Donnerstag, Juli 02, 2015

Reinrollen nach Plowdiw

Krichim am nächsten Morgen

Da es eine einfache Etappe ist mal was über das Essen. Als ich letztens die Shkembe-Suppe probierte war ich schon enttäuscht, sehr lasch. Ich habe zwar von allen Ingredenzien, die mir hingestellt worden, was rein getan. Aber zu wenig. Jetzt habe ich schon viel mehr gelernt. Der Bulgare an sich will individuell nach würzen. Das geht beim Salat los, und das gilt besonders für die Shkembe.
Würze für die Shkembe
Hauptzutat ist der mit Knoblauch-Spänen versetzte Essig.

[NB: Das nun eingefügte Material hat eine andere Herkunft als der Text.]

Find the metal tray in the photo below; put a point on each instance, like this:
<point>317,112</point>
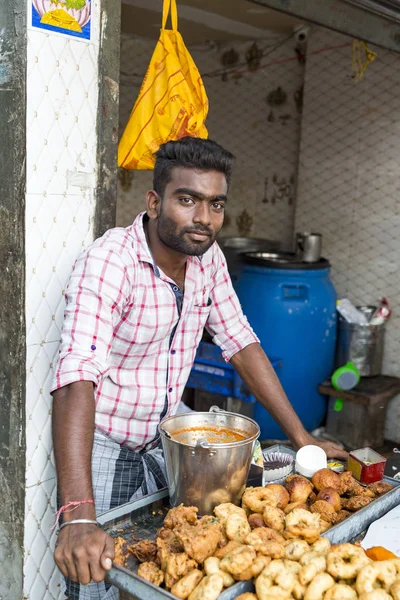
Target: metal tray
<point>140,520</point>
<point>351,528</point>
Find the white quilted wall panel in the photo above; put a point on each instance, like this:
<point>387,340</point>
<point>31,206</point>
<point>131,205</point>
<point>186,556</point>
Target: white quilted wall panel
<point>264,139</point>
<point>62,92</point>
<point>349,178</point>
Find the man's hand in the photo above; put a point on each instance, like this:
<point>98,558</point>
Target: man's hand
<point>332,450</point>
<point>84,553</point>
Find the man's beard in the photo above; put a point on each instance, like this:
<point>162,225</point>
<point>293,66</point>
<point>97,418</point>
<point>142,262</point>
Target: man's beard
<point>176,240</point>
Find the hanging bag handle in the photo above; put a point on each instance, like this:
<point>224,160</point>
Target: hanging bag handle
<point>174,14</point>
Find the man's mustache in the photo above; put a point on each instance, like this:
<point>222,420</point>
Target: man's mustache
<point>203,230</point>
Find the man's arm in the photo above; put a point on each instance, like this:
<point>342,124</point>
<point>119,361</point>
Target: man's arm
<point>257,372</point>
<point>83,552</point>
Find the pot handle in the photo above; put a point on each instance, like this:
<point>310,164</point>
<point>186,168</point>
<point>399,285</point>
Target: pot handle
<point>216,409</point>
<point>166,433</point>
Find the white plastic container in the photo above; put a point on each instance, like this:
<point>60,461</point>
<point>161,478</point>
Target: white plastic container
<point>309,460</point>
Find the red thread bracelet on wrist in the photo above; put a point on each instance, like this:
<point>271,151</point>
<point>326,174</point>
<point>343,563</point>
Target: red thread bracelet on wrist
<point>69,507</point>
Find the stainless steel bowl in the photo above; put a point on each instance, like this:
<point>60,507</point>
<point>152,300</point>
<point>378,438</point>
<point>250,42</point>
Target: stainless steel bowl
<point>206,474</point>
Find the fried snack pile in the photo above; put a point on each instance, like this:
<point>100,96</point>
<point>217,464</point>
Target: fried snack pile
<point>273,539</point>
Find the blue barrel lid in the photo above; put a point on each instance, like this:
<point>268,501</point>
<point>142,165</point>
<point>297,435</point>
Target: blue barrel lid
<point>283,260</point>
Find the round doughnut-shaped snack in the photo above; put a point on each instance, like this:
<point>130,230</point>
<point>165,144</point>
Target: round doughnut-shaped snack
<point>346,560</point>
<point>326,478</point>
<point>303,525</point>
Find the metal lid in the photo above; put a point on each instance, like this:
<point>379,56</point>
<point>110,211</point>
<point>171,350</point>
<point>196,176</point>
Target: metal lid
<point>283,260</point>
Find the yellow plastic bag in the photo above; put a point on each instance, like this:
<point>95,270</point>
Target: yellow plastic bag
<point>172,101</point>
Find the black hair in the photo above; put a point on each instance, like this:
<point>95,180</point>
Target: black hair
<point>191,153</point>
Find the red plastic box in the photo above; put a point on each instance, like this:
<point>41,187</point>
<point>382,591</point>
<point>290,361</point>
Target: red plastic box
<point>366,465</point>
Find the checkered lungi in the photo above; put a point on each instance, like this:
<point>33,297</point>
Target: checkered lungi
<point>119,475</point>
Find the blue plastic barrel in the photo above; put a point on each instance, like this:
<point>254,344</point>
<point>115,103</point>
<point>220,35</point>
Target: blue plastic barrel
<point>292,308</point>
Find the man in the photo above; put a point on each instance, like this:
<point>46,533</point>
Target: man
<point>137,304</point>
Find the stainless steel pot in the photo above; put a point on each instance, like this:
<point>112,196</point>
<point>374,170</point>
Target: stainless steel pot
<point>309,246</point>
<point>363,345</point>
<point>202,473</point>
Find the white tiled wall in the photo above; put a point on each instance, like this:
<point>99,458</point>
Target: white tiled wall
<point>349,178</point>
<point>62,91</point>
<point>264,140</point>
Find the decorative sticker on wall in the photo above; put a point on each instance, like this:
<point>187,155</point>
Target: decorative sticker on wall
<point>68,17</point>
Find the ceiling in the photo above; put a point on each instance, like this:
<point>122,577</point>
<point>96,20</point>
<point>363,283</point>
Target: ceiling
<point>201,20</point>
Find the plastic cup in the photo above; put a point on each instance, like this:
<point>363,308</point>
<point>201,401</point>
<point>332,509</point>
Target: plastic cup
<point>310,459</point>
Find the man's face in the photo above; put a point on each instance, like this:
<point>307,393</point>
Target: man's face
<point>191,212</point>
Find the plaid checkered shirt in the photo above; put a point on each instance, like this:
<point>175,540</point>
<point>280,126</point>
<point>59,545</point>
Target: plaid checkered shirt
<point>125,331</point>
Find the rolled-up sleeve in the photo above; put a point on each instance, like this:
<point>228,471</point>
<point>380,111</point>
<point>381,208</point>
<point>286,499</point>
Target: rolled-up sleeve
<point>226,323</point>
<point>94,297</point>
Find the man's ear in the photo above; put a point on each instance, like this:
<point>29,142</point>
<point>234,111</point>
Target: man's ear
<point>153,202</point>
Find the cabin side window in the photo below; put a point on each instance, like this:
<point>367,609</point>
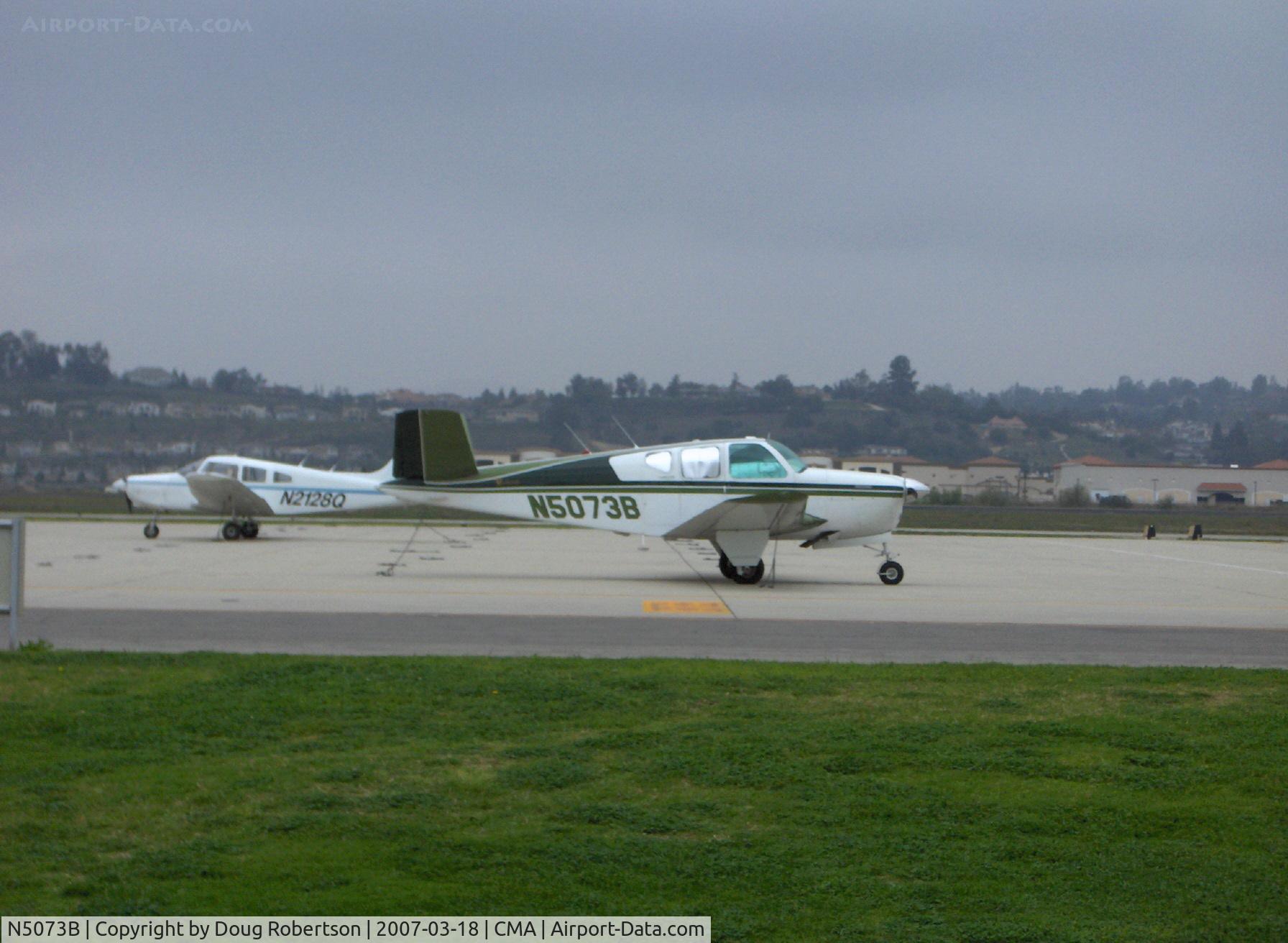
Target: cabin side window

Dann noch Salz und Pfeffer. Wenn man von dem Essig ordentlich dazu tut, schmeckt es aber wie unsere saure Flecke. Nach dem heutigen Versuch also künftig abgewählt. Zum Shkembe-Frühstück gehört noch ein großes Glas Joghurt, was wirklich lecker ist. Bei dem reichlichen Fleischgenuss gehört nämlich ein Katalysator in den Verdauungsreaktor. Insgesamt darf ich schreiben, immer weiter nach Osten wird die Küche komplexer. Hier in Bulgarien gibt es für den Kartoffelfan wohlschmeckende Zubereitungen mit sirene, dem Weiskäse. Es gibt viele Pfannengerichte und scharf angebratenes Geschnetzeltes. Bestimmt wird kein Teil eines bulgarischen Huhnes nach Afrika exportiert. Ich habe heute in einer wunderbar würzigen Pfanne diverse innere Organe vom Flugvieh verspachtelt.
Jetzt gegen 11 Uhr abends leiste ich mir aber ein wenig Dekadenz: Ich besuche die Whisky-Library in Plowdiw und gönne mir einen Islay Single Malt 15 YO Bowmore. Morgen wieder!